The $35 million Credit Facility limits West Texas Gulf, on a rolling four-quarter basis, to a minimum fixed charge coverage
ratio, as defined in the underlying credit agreement. The ratio for the fiscal quarter ending December 31, 2012 shall not be
less than 1.00 to 1. The minimum ratio fluctuates between 0.80 to 1 and 1.00 to 1 throughout the term of the revolver as
specified in the credit agreement. In addition, the credit facility limits West Texas Gulf to a maximum leverage ratio of 2.00
to 1. West Texas Gulfs fixed charge coverage ratio and leverage ratio were 1.29 to 1 and 0.62 to 1, respectively, at December 31,
2012.
7. EQUITY:
Limited Partner interests are represented by Common, Class E Units and Class F Units that entitle the holders thereof to the
rights and privileges specified in the Partnership Agreement. As of December 31, 2012, there were issued and outstanding
301,485,604 Common Units representing an aggregate 99.1% Limited Partner interest in us. There are also 8,853,832 Class
E Units and 90,706,000 Class F Units outstanding that are reported as treasury units, which units are entitled to receive
distributions in accordance with their terms.
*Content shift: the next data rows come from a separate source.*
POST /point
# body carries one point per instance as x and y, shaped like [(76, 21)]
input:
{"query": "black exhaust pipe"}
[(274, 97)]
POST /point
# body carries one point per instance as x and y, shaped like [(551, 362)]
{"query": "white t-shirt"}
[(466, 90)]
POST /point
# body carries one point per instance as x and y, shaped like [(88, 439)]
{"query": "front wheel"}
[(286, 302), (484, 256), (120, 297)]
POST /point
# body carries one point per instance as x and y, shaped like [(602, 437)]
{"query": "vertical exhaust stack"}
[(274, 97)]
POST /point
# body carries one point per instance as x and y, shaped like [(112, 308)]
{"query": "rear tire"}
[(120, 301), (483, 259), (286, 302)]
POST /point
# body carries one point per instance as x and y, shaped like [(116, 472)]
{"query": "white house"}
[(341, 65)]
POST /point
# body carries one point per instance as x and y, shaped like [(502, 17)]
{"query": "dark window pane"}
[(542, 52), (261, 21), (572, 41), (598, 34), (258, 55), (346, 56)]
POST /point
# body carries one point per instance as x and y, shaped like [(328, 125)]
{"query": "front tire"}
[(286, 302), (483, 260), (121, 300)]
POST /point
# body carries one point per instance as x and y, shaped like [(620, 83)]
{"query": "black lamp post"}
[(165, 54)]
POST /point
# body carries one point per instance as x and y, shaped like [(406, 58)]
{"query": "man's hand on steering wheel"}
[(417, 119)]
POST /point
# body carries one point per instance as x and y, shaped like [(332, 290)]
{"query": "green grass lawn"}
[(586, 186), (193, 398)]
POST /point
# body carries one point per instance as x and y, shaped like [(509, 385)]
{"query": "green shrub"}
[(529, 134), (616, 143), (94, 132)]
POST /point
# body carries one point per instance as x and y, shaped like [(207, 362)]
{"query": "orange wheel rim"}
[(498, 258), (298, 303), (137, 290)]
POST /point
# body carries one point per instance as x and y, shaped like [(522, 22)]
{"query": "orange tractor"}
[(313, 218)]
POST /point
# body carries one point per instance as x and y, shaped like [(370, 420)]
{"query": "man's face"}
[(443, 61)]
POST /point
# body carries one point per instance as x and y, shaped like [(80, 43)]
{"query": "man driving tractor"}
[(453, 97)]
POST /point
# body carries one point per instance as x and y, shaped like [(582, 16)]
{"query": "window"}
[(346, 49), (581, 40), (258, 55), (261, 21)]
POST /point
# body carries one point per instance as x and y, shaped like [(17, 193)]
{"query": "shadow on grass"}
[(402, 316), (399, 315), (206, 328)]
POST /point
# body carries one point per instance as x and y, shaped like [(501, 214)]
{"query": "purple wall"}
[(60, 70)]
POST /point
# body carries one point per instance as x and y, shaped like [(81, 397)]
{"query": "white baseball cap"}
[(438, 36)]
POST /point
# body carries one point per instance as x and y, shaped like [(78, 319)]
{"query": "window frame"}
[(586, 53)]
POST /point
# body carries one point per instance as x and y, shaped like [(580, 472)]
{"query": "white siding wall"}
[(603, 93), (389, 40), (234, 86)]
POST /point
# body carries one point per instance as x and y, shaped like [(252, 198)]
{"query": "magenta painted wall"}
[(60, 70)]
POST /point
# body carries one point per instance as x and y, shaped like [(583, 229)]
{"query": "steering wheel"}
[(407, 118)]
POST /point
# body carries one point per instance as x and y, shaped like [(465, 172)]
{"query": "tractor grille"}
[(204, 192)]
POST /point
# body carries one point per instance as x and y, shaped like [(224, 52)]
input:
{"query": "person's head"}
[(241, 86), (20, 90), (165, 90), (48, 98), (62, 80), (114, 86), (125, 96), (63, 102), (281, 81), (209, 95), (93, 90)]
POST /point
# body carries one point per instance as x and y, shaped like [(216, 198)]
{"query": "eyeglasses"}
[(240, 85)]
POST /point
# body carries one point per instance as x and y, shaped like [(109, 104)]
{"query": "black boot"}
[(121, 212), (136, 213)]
No person is entitled to preemptive rights in respect of issuances of equity securities by us, except that ETP GP has the right,
in connection with the issuance of any equity security by us, to purchase equity securities on the same terms as equity securities
are issued to third parties sufficient to enable ETP GP and its affiliates to maintain the aggregate percentage equity interest
in us as ETP GP and its affiliates owned immediately prior to such issuance.
IDRs represent the contractual right to receive an increasing percentage of quarterly distributions of Available Cash (as defined
in our Partnership Agreement) from operating surplus after the minimum quarterly distribution has been paid. Please read
“Quarterly Distributions of Available Cash” below. ETP GP owns all of the IDRs.